To solve this problem, we need to determine how far the faster car must travel before it has a 15-minute (or 1/4 hour) lead on the slower car.

Step-by-step solution:

1. Define the variables:

   • Speed of the slower car: $v_1 = 55 \, \text{mi/h}$
   • Speed of the faster car: $v_2 = 70 \, \text{mi/h}$
   • Time difference between the two cars: $t = 15 \, \text{minutes} = \frac{1}{4} \, \text{hour}$

2. Relative speed: The faster car gains on the slower car at a relative speed of: $v_{\text{relative}} = v_2 - v_1 = 70 - 55 = 15 \, \text{mi/h}$

3. Distance lead: The distance the faster car must travel to have a 15-minute (or $\frac{1}{4}$ hour) lead is the distance the slower car travels in that time, which is: $\text{Distance} = v_{\text{relative}} \times t = 15 \times \frac{1}{4} = 3.75 \, \text{miles}$

Conclusion:

The faster car must travel 3.75 miles before it has a 15-minute lead on the slower car.

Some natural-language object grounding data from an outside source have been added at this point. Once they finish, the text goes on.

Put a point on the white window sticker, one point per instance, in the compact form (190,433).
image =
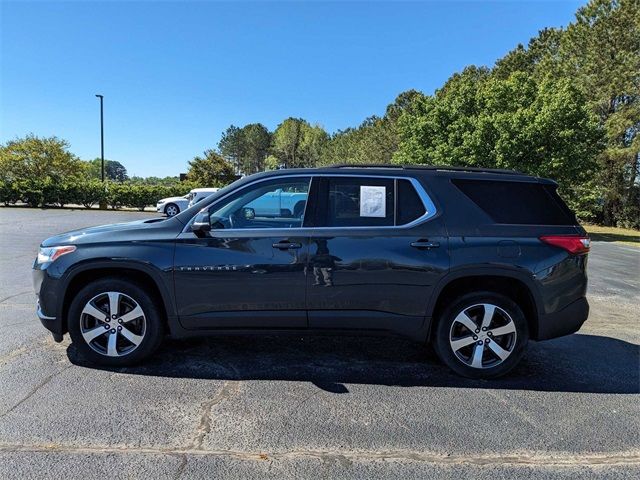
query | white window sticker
(373,201)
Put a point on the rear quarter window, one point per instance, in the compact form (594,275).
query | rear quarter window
(517,202)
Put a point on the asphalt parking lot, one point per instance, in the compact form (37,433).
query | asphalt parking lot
(320,407)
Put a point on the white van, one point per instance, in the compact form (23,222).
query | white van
(198,194)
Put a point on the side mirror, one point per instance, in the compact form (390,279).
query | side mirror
(201,224)
(248,213)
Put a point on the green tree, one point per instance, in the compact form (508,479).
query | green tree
(231,146)
(543,128)
(601,52)
(296,143)
(113,170)
(256,140)
(34,158)
(210,170)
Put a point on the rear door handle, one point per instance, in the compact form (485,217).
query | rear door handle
(285,245)
(424,245)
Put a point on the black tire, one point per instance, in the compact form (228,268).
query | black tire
(448,331)
(152,324)
(170,208)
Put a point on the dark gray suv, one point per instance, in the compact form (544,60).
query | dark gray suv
(476,262)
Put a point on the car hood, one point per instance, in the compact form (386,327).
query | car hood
(106,233)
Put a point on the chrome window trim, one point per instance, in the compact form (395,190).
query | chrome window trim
(428,204)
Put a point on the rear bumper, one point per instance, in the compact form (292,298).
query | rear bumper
(563,322)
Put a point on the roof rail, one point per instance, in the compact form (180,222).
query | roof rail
(432,167)
(365,165)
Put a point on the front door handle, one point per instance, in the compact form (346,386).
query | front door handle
(286,245)
(424,245)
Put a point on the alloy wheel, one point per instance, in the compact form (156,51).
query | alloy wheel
(482,336)
(113,324)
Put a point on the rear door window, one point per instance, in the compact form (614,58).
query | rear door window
(360,202)
(366,202)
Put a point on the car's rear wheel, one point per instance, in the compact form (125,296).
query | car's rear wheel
(171,210)
(481,335)
(114,322)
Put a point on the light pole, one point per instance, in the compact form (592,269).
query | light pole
(101,97)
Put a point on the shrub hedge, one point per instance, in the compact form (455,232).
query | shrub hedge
(88,193)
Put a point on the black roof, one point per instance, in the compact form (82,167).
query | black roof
(443,168)
(436,170)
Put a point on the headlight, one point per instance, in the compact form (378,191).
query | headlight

Do you want more details, or have any questions?

Here are 5 related questions:

1. What if the faster car was traveling at 80 mi/h?
2. How long would it take for the faster car to gain a 30-minute lead?
3. If both cars start at the same time, how long will it take the faster car to gain a 5-mile lead?
4. What if the slower car's speed was 60 mi/h instead of 55 mi/h?
5. How far would both cars travel in 2 hours?

Tip: Converting time to hours when working with speeds in miles per hour ensures consistency in your calculations!